Happy Saint Patrick’s Day!
On the History Ireland website there is an interesting article entitled Fenians in the French Foreign Legion which explores the Irish contribution to the French military and to the French Foreign Legion in particular. Highlighted are several notable Irish nationalists and their adventures abroad, fighting for France and as the premise of the article notes, taking copious notes on weapons and tactics for later use. John Devoy, James J. O’Kelly, Thomas Clarke Luby, Captain Martin Waters Kirwan and several other notable Irishmen were present for service with the French during the early part of the Franco-Prussian War. It also talks about the Irish “ambulance” service which was raised to support the French at the same time with many of the men serving in a medical aid capacity slipping across the “non-combatant” line to serve with the Foreign Legion’s 2nd Regiment. (a .pdf version of this is below)
This article is also a launching point for further research. It references a 1920 movie about the Foreign Legion that I never heard of called Rosaleen Dhu. Some of the Irishmen mentioned have written of their experiences fighting in the Foreign Legion and I hope to read these accounts in the future. Of particular note is The Life Story of an Old Rebel, by John Denvir which is available on Project Gutenberg. Chapter XII covers the Irish ambulance detachment and service with the Foreign Legion. Two other works on this subject include Reminiscences of the Franco-Irish Ambulance by Michael A. Leeson and With an Ambulance During the Franco-German War by Charles Edward Ryan although I do not think they dwell much on the Foreign Legion.

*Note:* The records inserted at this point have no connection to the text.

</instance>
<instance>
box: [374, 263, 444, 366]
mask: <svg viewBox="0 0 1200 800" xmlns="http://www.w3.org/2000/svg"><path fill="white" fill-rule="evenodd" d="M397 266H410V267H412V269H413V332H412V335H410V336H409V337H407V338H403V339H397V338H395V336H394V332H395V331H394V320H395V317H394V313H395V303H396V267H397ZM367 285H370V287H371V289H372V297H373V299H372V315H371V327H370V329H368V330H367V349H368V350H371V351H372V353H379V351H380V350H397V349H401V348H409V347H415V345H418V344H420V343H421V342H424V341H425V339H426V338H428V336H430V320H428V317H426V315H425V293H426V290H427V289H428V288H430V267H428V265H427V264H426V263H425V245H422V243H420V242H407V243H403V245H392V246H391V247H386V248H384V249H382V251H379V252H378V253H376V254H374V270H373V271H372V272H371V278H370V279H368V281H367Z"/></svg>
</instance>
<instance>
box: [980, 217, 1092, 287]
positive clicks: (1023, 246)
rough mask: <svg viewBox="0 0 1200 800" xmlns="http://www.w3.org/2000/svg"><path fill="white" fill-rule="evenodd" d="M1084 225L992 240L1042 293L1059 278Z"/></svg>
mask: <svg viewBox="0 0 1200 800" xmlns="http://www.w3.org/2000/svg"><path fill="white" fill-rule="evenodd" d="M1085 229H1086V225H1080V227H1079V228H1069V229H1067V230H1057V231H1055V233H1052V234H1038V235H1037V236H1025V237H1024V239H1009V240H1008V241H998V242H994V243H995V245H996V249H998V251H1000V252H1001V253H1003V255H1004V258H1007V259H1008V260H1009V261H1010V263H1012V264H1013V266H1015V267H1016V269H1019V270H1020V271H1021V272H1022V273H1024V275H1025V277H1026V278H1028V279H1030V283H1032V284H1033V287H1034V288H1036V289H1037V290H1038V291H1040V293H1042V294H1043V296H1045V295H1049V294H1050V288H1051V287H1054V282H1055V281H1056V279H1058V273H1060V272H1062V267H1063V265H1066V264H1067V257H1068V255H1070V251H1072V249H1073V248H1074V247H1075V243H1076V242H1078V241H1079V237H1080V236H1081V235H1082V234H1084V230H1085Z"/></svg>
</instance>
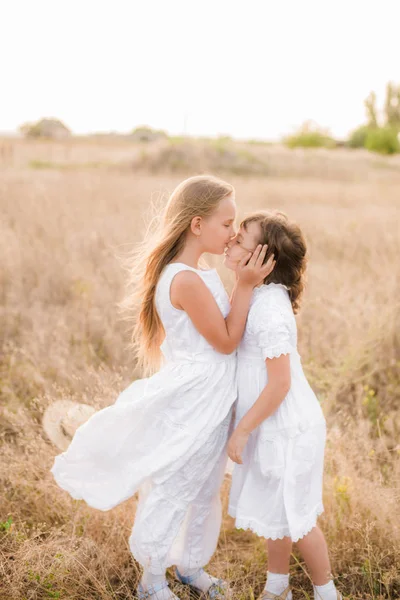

There is obviously a long tradition of Irishmen serving in the Legion and I presume not all of them were Fenians. There is John Patrick Le Peour who served in the 1880’s and wrote an extremely odd account, with considerably more blarney than fact, of his Legion service called A Modern Legionary, published in 1904. More recently there is Hidden Soldier: An Irish Legionnaire’s Wars from Bosnia to Iraq and an online blog called Banks to Battlefields written by the pseudonymous “Legion-eire” Indeed, there have been enough recent Irishmen who served in the Foreign Legion to start up an Irish veteran’s association called the French Foreign Legion Association of Ireland (or the AALEI). …and lastly some references were made on the internet about this Crock cartoon strip being indicative of the way the Irish are treated in the Foreign Legion. Perhaps in 1870.